Jean-Christophe Perriau
Symphonie de la haine
Ali jette un nouveau coup d’œil à sa montre. Plus d’une demi-heure que les autres sont rentrés dans le hall de la gigantesque tour qui surplombe la Cité de l’espoir.
Cité de l’Espoir ! Comment a-t-on pu ainsi nommer ces murs qui suintent le désespoir ? se demande le jeune homme. Encore un choix de ces tristes hommes politiques qui ne peuvent plus mentir qu’à eux-mêmes : ceux qui les écoutaient ont changé de station, délaissant les grandes ondes des promesses non tenues pour les discours racoleurs de la bande FN. Où est l’espoir dans ces trois mille logements dit sociaux qui désocialisent à tour de bras, quand ils ne poussent pas au suicide ? Un ravalement de façade tous les cinq ans pour tenter de faire oublier qu’à l’intérieur, tout tombe en ruine.
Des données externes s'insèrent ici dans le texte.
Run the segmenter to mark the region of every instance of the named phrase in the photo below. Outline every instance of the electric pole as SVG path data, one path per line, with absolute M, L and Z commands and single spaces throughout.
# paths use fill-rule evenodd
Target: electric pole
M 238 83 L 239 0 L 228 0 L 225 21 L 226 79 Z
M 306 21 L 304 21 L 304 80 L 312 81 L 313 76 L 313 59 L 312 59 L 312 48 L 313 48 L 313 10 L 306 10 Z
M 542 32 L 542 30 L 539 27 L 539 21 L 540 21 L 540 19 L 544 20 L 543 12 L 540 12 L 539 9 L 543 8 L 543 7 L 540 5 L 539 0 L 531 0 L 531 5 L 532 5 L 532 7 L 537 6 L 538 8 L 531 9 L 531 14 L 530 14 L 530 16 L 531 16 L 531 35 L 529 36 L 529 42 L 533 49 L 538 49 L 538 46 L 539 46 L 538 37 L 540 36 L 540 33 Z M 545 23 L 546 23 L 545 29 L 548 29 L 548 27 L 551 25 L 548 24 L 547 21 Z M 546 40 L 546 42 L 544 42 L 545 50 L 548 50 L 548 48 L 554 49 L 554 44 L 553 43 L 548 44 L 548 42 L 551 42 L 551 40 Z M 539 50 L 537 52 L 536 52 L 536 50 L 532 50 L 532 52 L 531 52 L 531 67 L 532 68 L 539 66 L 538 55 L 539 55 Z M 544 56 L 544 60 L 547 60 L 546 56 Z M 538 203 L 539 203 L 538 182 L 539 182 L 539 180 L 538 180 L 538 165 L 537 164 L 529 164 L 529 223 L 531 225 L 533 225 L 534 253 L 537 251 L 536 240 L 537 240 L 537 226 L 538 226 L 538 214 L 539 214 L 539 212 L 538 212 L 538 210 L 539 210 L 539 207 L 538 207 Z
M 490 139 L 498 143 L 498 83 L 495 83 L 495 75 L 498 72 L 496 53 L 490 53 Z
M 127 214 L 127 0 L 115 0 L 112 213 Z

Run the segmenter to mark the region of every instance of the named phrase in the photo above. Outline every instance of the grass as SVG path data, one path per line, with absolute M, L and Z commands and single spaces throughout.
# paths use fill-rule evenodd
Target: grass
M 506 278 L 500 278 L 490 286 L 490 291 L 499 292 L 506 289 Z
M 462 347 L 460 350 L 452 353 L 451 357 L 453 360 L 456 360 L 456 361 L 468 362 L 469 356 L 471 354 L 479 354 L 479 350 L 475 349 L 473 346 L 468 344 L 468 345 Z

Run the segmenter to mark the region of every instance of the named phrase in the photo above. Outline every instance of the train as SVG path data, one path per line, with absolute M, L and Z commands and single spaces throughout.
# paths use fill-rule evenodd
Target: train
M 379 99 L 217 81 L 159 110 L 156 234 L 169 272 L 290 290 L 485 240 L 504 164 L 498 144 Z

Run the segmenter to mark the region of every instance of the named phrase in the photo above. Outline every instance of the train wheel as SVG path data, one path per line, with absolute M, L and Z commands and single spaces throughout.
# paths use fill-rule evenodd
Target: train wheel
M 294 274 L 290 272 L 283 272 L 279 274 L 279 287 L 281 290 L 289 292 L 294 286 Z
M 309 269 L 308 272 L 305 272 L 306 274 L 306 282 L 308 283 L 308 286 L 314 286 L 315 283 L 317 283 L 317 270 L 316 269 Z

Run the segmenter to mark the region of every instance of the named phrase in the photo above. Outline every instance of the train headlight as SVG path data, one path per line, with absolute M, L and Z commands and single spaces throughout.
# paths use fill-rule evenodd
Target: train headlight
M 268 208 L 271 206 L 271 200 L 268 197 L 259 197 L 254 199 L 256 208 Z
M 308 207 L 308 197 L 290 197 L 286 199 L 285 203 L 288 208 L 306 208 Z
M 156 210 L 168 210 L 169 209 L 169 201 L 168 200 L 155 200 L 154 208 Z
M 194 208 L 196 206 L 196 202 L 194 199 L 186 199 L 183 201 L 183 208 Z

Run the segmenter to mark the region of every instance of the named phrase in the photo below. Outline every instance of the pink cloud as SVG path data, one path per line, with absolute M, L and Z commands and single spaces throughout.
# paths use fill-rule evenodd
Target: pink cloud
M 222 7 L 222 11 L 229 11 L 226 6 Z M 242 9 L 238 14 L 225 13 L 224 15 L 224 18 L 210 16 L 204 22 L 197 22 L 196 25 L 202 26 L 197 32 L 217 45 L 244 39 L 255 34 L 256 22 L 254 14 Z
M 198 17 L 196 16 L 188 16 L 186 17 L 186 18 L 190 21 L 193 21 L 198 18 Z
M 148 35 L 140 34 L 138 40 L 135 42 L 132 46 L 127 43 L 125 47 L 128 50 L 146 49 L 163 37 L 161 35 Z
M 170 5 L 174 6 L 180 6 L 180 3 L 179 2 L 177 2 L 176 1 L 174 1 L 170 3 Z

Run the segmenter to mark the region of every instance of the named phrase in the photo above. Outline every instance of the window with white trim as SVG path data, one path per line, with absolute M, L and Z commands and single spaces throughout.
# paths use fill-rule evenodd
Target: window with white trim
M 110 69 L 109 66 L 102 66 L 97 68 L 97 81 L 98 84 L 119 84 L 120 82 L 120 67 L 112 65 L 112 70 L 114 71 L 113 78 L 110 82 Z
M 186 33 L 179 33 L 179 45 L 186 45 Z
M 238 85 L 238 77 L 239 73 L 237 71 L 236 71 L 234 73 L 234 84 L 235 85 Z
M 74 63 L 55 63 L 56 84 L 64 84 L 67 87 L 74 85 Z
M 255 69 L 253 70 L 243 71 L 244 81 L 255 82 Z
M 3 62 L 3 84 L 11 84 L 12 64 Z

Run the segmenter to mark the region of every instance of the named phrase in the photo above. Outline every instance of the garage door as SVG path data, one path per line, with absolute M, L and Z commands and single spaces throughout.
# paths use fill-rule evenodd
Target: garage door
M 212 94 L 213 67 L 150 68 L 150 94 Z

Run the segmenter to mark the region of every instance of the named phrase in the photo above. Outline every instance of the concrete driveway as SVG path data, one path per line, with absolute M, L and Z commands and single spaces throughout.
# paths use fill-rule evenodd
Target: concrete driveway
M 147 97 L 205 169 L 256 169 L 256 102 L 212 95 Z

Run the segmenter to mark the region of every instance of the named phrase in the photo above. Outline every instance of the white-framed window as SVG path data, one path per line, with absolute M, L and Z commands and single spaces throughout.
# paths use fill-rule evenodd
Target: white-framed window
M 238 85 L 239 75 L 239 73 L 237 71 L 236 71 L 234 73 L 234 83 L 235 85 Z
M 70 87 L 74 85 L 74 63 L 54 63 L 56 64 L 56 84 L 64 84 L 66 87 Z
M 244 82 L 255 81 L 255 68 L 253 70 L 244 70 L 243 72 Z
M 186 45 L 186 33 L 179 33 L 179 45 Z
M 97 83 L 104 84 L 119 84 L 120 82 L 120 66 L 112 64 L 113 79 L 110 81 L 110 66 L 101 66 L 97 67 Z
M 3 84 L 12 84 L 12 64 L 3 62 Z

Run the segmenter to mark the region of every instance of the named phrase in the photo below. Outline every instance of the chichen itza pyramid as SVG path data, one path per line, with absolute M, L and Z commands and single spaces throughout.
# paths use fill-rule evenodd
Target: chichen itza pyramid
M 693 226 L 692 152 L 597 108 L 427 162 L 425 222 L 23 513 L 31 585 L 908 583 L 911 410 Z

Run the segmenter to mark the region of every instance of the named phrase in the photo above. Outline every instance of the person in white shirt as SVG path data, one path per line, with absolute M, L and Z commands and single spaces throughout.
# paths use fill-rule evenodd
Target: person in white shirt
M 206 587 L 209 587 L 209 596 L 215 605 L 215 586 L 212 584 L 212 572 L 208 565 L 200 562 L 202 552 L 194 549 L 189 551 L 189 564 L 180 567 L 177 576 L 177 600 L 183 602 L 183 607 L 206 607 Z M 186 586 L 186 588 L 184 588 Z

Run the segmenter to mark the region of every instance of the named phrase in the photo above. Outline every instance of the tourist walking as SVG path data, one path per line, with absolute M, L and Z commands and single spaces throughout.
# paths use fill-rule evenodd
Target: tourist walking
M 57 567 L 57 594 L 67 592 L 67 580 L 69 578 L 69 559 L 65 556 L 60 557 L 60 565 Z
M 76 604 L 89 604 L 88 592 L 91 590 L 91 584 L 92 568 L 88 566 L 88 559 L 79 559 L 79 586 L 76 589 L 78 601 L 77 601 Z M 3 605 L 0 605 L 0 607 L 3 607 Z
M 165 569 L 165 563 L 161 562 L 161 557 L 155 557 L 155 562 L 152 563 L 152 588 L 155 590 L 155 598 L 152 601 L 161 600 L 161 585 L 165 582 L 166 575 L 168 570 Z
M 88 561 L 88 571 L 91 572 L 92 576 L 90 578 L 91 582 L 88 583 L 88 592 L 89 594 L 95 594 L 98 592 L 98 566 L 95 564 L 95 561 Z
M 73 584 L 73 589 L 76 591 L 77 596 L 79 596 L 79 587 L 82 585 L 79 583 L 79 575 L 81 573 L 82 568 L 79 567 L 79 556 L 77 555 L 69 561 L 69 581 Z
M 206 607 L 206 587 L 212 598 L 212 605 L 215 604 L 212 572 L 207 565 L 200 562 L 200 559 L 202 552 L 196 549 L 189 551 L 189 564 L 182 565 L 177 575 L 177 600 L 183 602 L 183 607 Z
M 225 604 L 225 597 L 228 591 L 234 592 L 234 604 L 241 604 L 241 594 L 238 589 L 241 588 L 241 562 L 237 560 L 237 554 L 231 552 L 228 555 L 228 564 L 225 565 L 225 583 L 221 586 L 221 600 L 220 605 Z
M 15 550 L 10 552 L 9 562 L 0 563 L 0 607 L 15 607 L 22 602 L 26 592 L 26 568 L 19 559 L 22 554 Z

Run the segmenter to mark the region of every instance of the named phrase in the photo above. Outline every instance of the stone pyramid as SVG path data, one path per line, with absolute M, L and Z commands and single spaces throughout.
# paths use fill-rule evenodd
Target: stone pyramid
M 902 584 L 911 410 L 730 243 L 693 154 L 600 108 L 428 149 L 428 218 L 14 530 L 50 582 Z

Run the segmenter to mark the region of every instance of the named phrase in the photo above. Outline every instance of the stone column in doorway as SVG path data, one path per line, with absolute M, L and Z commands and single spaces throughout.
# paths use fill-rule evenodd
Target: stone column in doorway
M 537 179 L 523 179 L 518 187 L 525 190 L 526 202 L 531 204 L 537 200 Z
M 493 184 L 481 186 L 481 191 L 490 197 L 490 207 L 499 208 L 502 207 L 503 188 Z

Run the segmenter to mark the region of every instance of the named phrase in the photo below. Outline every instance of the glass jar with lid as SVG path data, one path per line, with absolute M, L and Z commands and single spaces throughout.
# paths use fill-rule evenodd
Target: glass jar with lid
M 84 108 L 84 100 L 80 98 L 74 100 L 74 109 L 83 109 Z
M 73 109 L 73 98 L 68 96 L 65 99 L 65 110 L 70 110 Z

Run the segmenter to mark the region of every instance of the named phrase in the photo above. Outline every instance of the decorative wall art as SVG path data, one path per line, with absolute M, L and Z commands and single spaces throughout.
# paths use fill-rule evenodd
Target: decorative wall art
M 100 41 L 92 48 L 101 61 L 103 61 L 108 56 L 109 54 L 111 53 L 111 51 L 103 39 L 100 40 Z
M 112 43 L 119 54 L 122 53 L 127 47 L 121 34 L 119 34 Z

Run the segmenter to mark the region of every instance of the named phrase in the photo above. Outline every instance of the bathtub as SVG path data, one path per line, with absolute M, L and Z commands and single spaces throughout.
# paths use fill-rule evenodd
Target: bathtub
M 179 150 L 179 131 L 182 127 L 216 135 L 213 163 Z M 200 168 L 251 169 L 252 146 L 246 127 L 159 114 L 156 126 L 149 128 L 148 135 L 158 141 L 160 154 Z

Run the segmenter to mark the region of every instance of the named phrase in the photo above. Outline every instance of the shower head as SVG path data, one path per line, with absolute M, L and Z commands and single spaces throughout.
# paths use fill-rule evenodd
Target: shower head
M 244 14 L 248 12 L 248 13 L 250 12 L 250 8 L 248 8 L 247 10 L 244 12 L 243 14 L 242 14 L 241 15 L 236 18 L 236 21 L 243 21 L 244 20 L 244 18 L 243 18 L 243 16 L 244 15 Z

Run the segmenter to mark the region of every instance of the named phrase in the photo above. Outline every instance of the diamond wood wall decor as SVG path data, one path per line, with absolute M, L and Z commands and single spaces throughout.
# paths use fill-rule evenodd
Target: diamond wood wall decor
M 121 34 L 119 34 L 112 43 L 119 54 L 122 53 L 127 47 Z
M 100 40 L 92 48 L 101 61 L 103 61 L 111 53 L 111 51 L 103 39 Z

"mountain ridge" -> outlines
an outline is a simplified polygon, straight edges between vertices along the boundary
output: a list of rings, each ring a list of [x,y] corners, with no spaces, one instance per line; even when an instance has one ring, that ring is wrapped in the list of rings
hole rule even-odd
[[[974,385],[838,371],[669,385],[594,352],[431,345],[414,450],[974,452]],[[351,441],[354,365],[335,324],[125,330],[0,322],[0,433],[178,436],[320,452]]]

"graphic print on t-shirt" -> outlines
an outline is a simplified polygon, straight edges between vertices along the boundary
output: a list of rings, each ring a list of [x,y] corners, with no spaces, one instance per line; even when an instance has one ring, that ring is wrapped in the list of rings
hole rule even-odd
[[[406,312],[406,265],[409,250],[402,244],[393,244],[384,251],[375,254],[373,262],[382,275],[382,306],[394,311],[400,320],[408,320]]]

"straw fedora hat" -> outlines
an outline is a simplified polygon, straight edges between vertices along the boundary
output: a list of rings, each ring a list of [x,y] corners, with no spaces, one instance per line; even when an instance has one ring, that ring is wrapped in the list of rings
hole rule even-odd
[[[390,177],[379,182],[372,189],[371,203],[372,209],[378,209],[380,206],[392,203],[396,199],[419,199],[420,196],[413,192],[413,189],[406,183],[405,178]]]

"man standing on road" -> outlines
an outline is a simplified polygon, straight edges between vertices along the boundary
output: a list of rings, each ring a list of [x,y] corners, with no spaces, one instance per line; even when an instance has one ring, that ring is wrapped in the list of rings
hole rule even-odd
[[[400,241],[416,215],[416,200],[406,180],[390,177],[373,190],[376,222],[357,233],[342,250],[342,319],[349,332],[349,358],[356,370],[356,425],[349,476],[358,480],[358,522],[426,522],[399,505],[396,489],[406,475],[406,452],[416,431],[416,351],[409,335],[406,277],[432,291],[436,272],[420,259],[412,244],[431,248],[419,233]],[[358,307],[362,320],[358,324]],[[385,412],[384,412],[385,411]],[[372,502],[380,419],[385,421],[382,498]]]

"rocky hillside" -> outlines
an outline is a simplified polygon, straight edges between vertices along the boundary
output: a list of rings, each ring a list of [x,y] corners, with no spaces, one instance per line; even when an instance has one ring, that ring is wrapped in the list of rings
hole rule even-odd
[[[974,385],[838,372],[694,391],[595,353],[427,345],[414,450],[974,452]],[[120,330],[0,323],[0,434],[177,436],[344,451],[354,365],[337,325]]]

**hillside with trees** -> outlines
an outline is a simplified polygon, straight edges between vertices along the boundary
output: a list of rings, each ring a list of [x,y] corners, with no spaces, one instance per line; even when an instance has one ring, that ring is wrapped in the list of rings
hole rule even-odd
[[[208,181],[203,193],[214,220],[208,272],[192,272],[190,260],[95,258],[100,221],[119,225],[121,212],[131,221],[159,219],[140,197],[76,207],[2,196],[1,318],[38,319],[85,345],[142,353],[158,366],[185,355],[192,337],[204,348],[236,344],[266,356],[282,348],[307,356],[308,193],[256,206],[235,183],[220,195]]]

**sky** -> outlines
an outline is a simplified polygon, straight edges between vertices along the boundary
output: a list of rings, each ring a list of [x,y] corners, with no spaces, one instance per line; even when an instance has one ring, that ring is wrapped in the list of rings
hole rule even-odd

Ces tours ressemblent à ces vieilles femmes trop souvent liftées qui elles aussi ne parviennent plus à mentir qu’à elles-mêmes.
Ali ferme les yeux, se laisse porter par les sons. Un scooter passe en pétaradant. Il entend déjà les gens râler derrière leurs rideaux. Une sono explose quelque part, volume maximum. Un jingle publicitaire vient résonner contre les murs des tours, projeté depuis une multitude de fenêtres. Le même jingle, en simultané. Le même programme, quasiment partout. Malgré la multiplication des chaines, TF1 continuent de squatter des écrans de plus en plus grands, de plus en plus chers. Pour des cerveaux de plus en plus disponibles.
Ali rouvre les yeux, commence à s’impatienter. Pourquoi les gars restent-ils aussi longtemps ? Il doit sûrement y avoir une embrouille. Son imagination tourne à plein régime, alimentée par les séries américaines qu’il avale et les scénarios de sa Playstation. Ignorant l’angoissante naissante du jeune homme, la pièce musicale se poursuit de l’autre côté sans la moindre fausse note, stéréo parfaite. Place aux chœurs : on s’engueule à l’étage, vertement. Des cris, des larmes, des gens qui rugissent dans leur portable, un nourrisson qui hurle sa faim, qui semble avoir déjà compris que seuls les plus braillards survivent dans cet univers.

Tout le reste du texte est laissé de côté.